Ein guter Sturm gewinnt Spiele, eine gute Abwehr Titel, heißt es an Deutschlands Fußballstammtischen. Kein Wunder also, dass gleich vier der fünf Top-Verteidiger in dieser Saison entweder bis kurz vor Saisonende mit ihren Teams um die Meisterschaft mitspielten oder mit ihrem Club ins Pokalfinale einzogen.

bundesliga.de hat anhand von Daten die Rangliste der besten Defensivmänner der Liga erstellt. Alle fünf Akteure schnüren ihre Schuhe für Clubs, die am Ende unter den ersten fünf der Tabelle landeten.

Naldo (Werder Bremen)

Im Team, das in fast jeder Spielzeit die meisten Tore schießt, verwundert es nicht, dass der Offensivdrang schon ganz hinten anfängt. Von allen Verteidigern im Oberhaus gab Naldo die mit Abstand meisten Torschüsse ab (63, kein anderer mehr als 37) und traf dabei fünf Mal ins Schwarze - nur drei Verteidiger netzten öfter ein.
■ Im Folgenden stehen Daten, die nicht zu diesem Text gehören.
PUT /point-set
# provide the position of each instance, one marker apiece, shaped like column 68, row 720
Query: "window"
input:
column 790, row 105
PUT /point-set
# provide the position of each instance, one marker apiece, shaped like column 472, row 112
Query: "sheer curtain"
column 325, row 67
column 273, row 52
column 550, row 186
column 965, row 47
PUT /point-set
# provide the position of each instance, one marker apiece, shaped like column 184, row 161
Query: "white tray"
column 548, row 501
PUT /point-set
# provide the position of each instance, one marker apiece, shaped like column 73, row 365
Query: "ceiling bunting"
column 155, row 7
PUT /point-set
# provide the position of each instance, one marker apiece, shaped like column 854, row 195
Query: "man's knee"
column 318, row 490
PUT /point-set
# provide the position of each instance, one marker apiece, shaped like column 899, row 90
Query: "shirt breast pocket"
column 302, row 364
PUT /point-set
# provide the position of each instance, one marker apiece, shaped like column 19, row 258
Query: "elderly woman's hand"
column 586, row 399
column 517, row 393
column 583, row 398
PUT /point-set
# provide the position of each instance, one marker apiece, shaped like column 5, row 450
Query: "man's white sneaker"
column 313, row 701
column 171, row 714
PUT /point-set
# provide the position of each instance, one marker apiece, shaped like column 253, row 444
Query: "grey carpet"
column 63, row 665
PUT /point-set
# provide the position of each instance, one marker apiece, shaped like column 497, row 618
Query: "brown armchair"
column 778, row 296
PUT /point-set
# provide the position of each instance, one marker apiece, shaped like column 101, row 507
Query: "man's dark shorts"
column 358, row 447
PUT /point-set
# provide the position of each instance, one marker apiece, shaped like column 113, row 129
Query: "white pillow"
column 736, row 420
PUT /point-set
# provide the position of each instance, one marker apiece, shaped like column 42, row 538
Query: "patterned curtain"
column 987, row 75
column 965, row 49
Und weil Naldo, der gute 65,8 Prozent seiner Zweikämpfe am Ball gewann, und seine Nebenleute in der Schlussphase noch einmal die Kurve kriegten, sprang am Ende sogar noch der versöhnliche 3. Tabellenplatz heraus, der zur Qualifikation für die "Königsklasse" berechtigt.

Daniel van Buyten (FC Bayern)

In dieser Spielzeit kamen den Verantwortlichen beim FC Bayern wohl phasenweise Zweifel, ob sie diesen großgewachsenen Belgier nicht jahrelang auf der falschen Position eingesetzt hatten. Denn Daniel van Buyten, etatmäßiger Innenverteidiger bei den Münchnern, netzte plötzlich aus allen Lagen ein. Stolze sechs Mal traf er ins Schwarze, dazu kamen wichtige Tore im DFB-Pokal und in der Champions League. Während er vorne brandgefährlich war, löschte er hinten zuverlässig die Brandherde: Der 32-Jährige war der zweitbeste Zweikämpfer im Team der Bayern (61,3 Prozent gewonnene Duelle).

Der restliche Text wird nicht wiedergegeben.